Filippo Masino, curatore architetto, responsabile del progetto ed Elisa Panero, curatore archeologo, che ha firmato il progetto scientifico, spiegano:
“Esattamente 450 anni dopo i primi acquisti operati dai Savoia, nasce un percorso dedicato ai nuclei più importanti del Museo di Antichità. Questo nuovo allestimento offre al pubblico un’inedita e aggiornata lettura delle Collezioni Archeologiche del Mediterraneo, attraverso una presentazione espositiva nuova e suggestiva di circa un migliaio di opere antiche, molte delle quali escono per la prima volta dai depositi del Museo di Antichità per offrirsi, dopo accurati restauri, allo sguardo del visitatore. La Galleria di antichità si presenta oggi come un affascinante viaggio tra antiche civiltà, intorno alle radici comuni delle nostre identità culturali”.
Il pregio dell’esposizione è indubbiamente quello, tra gli altri, di aver riesumato casse e casse di reperti custoditi nelle ammuffite cantine di Palazzo Reale; la catalogazione ed il restauro sono solo stati, nelle fasi successive, le operazioni necessarie al recupero delle opere. Ma è indubbio che il lavoro finale, quello più evidente, dell’esposizione al pubblico, ha comportato ore di ricerca, comparazione, compilazioni di schede, senza le quali anche il pubblico più esperto sarebbe rimasto spiazzato.
Il risultato è stato eccellente; pensato e realizzato in modo innovativo, ha reso i contenuti accessibili ad un pubblico vasto ed esteso indipendentemente dal substrato culturale di provenienza. Le didascalie sono precise e comprensibili; i pannelli storici chiari, le descrizioni supplementari, invitano ad essere lette, allargando la vita del reperto ad una visione più ampia come poteva essere quella del collezionista o dello scopritore. I pannelli informativi sono inoltre corredati di contenuti tattili e audiodescrizioni accessibili mediante scansione del QRcode.
Va poi sottolineata la piacevole ed inusitata iniziativa dedicata ai più giovani. Parallelamente allo svolgimento della mostra si affianca la galleria Junior, dedicata ai bambini in età scolare, che stimola, attraverso giochi e indovinelli, la curiosità verso la storia, talvolta confrontandola con il presente.
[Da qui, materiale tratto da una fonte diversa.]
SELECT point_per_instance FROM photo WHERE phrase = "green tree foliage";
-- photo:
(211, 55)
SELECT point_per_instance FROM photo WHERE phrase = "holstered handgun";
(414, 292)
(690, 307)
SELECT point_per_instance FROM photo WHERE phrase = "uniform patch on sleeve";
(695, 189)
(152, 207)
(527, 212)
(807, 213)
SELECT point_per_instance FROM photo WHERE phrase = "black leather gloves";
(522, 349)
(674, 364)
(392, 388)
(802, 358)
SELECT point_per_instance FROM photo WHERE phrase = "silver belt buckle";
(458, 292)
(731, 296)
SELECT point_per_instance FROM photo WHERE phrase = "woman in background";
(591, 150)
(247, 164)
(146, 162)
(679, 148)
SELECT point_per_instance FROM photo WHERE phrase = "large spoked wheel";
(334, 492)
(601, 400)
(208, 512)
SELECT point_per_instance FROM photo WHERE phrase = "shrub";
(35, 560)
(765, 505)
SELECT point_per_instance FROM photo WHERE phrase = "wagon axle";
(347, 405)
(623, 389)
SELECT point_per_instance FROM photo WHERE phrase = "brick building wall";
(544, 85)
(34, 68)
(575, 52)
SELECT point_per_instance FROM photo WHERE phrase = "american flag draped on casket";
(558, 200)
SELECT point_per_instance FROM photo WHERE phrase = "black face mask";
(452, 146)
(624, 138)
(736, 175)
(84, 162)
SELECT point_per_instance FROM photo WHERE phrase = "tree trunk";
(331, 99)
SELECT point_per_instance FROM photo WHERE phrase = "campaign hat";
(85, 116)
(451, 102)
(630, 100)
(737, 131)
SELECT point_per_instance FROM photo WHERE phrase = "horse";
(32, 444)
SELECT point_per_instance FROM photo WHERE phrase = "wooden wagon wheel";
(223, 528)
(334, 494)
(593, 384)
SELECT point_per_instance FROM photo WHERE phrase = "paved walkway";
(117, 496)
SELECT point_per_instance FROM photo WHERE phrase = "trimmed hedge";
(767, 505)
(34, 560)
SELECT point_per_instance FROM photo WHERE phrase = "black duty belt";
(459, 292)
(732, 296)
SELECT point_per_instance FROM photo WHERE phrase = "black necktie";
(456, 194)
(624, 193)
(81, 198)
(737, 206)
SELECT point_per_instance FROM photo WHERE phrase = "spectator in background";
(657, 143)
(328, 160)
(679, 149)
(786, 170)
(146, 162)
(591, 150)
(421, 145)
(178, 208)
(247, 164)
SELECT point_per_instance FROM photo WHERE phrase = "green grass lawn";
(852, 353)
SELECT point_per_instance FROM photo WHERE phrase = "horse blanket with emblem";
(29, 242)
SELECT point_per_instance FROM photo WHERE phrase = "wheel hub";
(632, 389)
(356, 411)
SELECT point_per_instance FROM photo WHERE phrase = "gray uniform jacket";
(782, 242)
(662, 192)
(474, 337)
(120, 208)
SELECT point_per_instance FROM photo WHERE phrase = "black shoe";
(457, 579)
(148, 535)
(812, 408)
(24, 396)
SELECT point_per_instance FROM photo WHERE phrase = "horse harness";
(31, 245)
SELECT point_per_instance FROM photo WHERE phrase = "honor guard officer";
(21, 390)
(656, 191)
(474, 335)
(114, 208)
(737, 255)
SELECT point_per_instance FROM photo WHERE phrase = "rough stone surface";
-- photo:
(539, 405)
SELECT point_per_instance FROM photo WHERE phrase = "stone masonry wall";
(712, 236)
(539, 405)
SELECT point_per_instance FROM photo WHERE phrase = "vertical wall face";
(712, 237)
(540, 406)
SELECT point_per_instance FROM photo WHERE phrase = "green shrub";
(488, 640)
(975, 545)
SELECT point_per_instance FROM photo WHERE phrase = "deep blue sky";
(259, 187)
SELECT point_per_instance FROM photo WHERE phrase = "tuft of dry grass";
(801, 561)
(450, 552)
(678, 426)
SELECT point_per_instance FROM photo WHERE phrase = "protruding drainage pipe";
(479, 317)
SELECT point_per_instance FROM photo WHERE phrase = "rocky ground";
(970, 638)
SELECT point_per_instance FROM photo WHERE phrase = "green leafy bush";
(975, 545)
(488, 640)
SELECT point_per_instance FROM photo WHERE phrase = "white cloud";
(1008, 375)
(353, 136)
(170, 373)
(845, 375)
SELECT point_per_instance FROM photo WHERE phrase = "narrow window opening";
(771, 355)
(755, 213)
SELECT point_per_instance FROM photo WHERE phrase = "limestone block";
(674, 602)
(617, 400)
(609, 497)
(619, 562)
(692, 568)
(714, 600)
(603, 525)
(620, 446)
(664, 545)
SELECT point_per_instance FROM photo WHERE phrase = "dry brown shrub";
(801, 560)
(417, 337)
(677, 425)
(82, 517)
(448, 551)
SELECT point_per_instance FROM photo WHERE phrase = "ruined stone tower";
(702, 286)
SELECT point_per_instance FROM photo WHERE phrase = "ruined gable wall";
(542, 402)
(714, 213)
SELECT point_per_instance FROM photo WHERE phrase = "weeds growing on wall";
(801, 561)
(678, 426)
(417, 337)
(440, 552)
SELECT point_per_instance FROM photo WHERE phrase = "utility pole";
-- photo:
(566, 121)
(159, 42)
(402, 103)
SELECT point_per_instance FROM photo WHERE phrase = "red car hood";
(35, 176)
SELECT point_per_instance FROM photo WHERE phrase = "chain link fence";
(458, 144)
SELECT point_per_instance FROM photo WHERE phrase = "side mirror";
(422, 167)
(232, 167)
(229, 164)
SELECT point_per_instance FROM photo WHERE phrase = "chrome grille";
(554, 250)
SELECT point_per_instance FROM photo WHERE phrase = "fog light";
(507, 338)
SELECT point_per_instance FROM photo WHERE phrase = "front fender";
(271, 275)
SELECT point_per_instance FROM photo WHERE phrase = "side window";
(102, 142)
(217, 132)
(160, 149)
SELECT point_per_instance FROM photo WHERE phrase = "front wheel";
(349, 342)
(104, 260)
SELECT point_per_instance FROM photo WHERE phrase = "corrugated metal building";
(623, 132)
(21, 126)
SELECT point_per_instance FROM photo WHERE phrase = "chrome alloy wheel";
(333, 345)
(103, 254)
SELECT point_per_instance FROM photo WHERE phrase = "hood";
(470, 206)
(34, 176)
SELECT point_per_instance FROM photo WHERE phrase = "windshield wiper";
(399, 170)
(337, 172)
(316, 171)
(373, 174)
La collezione è appagante al punto di donare la sensazione di avervi quasi preso parte. La realizzazione cattura ed accompagna per mano dall’inizio alla fine, senza annoiare, senza strafare; accoglie ed istruisce con un atteggiamento di modestia e competenza tipica degli studiosi pedemontani. Sentirsi ospiti nella corte di una grande casata è una sensazione che affina l’orgoglio, ma concedersi la presunzione di essere gli ospiti d’onore, è ancora più stimolante.
La rarità, la qualità e anche la quantità dei pezzi esposti oltre alla malizia nella creazione del percorso espositivo evitano di soccombere ad un senso di oppressione tipico delle esposizioni pedanti che sanno un po’ troppo di polvere da scaffale. Acciai e vetri mettono da parte la gravosità museale mentre al tempo stesso, la scelta delle opere da parte dei curatori va a creare un percorso piacevole, mai stucchevole, che lascia appagati e soddisfatti.
Unica nota di perplessità scaturisce dall’esposizione di alcuni manufatti, forse un po’ troppo accessibili al pubblico: privi di protezioni che impediscano ai più distratti di entrarvi a contatto o, ai più malintenzionati, di deturparli. Va detto che la discreta presenza del personale e delle telecamere funge sicuramente da deterrente, nell’augurio che secoli di civiltà così magistralmente esposti dai Musei Reali, possano sortire l’effetto bramato da Vico di renderci nani sulle spalle dei giganti, sfruttando al meglio il passato, per educare al presente.